Gemmological Association of Great Britain
- Established: 1931
- Location: London, United Kingdom

= Gemmological Association of Great Britain =

The Gemmological Association of Great Britain (Gem-A) is an international gemmology education and qualifications body based in the United Kingdom.

==History==
Gem-A emerged from an Education Committee set up by The National Association of Goldsmiths (NAG) in 1908. As the study of gemmology grew in popularity, NAG established the Gemmological Association as an independent branch in October 1931, under the successive presidencies of Henry Miers, William Bragg and Herbert Smith. The organisation was subsequently renamed the Gemmological Association of Great Britain in 1838, before being incorporated in 1947. The association now trades under the name of Gem-A, following the closure of the organisation's gem testing lab in 2007 (and the organisation's subsequent refocus on research and education).

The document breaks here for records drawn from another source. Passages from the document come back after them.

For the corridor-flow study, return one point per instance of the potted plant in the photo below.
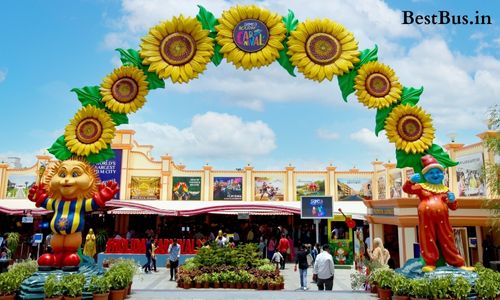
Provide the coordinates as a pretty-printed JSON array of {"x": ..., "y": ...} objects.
[
  {"x": 118, "y": 279},
  {"x": 440, "y": 287},
  {"x": 72, "y": 286},
  {"x": 100, "y": 287},
  {"x": 400, "y": 287},
  {"x": 487, "y": 284},
  {"x": 9, "y": 283},
  {"x": 460, "y": 288},
  {"x": 383, "y": 277},
  {"x": 419, "y": 288},
  {"x": 52, "y": 288}
]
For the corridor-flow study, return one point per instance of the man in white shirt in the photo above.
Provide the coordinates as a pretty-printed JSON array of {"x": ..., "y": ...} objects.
[{"x": 324, "y": 269}]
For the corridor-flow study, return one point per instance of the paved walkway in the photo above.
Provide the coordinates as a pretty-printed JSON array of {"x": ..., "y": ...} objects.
[{"x": 157, "y": 286}]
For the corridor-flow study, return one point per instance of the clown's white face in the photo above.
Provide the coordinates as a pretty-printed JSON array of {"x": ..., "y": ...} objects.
[{"x": 434, "y": 176}]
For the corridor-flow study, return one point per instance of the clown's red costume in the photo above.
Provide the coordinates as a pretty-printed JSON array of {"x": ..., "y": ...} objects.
[{"x": 433, "y": 221}]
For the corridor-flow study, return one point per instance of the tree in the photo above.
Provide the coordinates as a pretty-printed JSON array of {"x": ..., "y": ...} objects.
[{"x": 491, "y": 172}]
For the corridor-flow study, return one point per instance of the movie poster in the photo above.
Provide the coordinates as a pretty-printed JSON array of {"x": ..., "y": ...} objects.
[
  {"x": 19, "y": 185},
  {"x": 381, "y": 187},
  {"x": 228, "y": 188},
  {"x": 354, "y": 188},
  {"x": 395, "y": 183},
  {"x": 310, "y": 186},
  {"x": 269, "y": 188},
  {"x": 111, "y": 169},
  {"x": 145, "y": 188},
  {"x": 186, "y": 188},
  {"x": 469, "y": 171}
]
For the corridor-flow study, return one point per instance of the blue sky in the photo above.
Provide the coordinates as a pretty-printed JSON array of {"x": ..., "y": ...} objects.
[{"x": 231, "y": 117}]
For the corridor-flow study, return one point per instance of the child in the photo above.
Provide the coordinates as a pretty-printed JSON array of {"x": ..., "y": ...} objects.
[{"x": 277, "y": 258}]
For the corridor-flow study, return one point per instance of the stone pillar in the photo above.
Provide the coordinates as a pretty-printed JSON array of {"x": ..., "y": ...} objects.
[
  {"x": 377, "y": 166},
  {"x": 247, "y": 196},
  {"x": 452, "y": 172},
  {"x": 166, "y": 175},
  {"x": 3, "y": 180},
  {"x": 205, "y": 189},
  {"x": 332, "y": 180},
  {"x": 290, "y": 190}
]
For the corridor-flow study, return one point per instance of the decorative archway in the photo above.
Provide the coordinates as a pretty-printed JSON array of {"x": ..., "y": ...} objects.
[{"x": 249, "y": 37}]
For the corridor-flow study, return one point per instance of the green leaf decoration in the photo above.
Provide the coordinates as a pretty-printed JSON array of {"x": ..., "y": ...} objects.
[
  {"x": 132, "y": 57},
  {"x": 103, "y": 155},
  {"x": 290, "y": 24},
  {"x": 441, "y": 156},
  {"x": 208, "y": 22},
  {"x": 117, "y": 118},
  {"x": 59, "y": 149},
  {"x": 411, "y": 96},
  {"x": 89, "y": 95},
  {"x": 409, "y": 160},
  {"x": 346, "y": 81}
]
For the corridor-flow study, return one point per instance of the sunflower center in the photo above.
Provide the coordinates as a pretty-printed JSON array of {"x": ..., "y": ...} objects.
[
  {"x": 323, "y": 48},
  {"x": 410, "y": 128},
  {"x": 125, "y": 90},
  {"x": 250, "y": 35},
  {"x": 378, "y": 85},
  {"x": 178, "y": 48},
  {"x": 89, "y": 130}
]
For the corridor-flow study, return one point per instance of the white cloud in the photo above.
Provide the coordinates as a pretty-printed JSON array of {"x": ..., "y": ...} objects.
[
  {"x": 209, "y": 136},
  {"x": 3, "y": 75},
  {"x": 377, "y": 146},
  {"x": 326, "y": 134}
]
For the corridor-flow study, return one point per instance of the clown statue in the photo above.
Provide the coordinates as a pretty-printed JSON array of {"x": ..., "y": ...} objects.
[
  {"x": 434, "y": 229},
  {"x": 71, "y": 189}
]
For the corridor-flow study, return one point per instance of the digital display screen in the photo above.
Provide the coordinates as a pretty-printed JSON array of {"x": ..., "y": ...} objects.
[{"x": 317, "y": 207}]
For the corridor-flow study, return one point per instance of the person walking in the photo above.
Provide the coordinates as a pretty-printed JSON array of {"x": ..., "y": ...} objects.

The Gemmological Association of Great Britain is a registered United Kingdom-based charity and its gemmology and diamond courses are taught in some 25 countries worldwide.

===Coat of arms===
One of the most common symbols used to denote the association, the coat of arms is based upon a design submitted by H. Ellis Tomlinson on behalf of the association in 1966. Mr Tomlinson, who was also responsible for the design of the arms of the National Association of Goldsmiths a few years prior, combined mediaeval heraldry with colours, language and ornament to create what is now a well-known symbol denoting the association. It was not until 1967, when the association received the official grant of arms from the King of Arms under royal authority, that it became the logos prentice of the association and all its related activities.

The Gem-A coat of arms itself is composed of a shield, crest and motto.

====The shield====
The shield is the focal part of the coat of arms. In its centre is a gold jewelled book representing the study of gemmology. Above this is a rose-cut diamond within a circle, suggesting the examination of gems under magnification. To each side are octahedral diamond crystals, indicating gems as found, and below is a pearl-set ring representing gem-set jewellery.

====The crest====
The crest is in the form of a lynx. This species of wildcat is traditionally renowned for its keenness of sight and, with perhaps just a touch of humour, was employed here as a perfect symbol for gemmologists and gemmology students. In its paws it holds one of the oldest heraldic emblems, an ‘escarbuncle’. This is a symbol of supremacy, but also represents a brilliant jewel with light radiating from it. Its tips are jewels of many different colours. Gem-A is often referred to as the central jewel, with gem education and knowledge radiating from it with the jewelled tips being the graduates and members of the association.

==Courses==
Gem-A provides courses in gemmology and diamond as well as offering a wide range of short courses, lab classes and one-day workshops, catering for both beginners and experts in the field.

Gem-A certificated courses include :
Foundation in Gemmology course (leading to Cert. GA status)
Diploma in Gemmology course (leading to possible FGA membership )
Diamond Diploma (leading to possible DGA membership).
Graduates of the Diploma in Gemmology are eligible for election to Fellowship of the Gemmological Association and may use the letters FGA after their name for as long as they remain paid-up members of the association. Graduates of the Diamond Diploma may use the letters DGA after their name for as long as they remain paid-up members of the association.

Certificated courses can be studied in-house at the Gem-A London headquarters through daytime or evening classes, at one of Gem-A's international Accredited Teaching Centres or by Open Distance Learning (ODL) online classes.

Gem-A holds an annual conference, bringing together international speakers and delegates to meet and discuss important changes within the gem industry. It publishes the Gems & Jewellery magazine seven times a year as well as NAG's The Jeweller.

==Charitable status==
As an education Charity (UK Registered Charity No. 11099555) Gem-A has a responsibility to provide gem information and education to the widest possible audience. To this end Gem-A has worked with developing countries including Madagascar, Pakistan and Afghanistan, and it also plays an active part in promoting high ethical and environmental standards in the gem industry.

==Publications==
Gems and Jewellery, a magazine published seven times a year, dealing with all aspects of gems and jewellery as well as NAG's the Jeweller.

The Journal of Gemmology, a quarterly academic peer-reviewed journal, published in collaboration with the Swiss Gemmological Institute SSEF and supported by the American Gemological Laboratories (AGL) and the Gem and Jewelry Institute of Thailand (GIT).”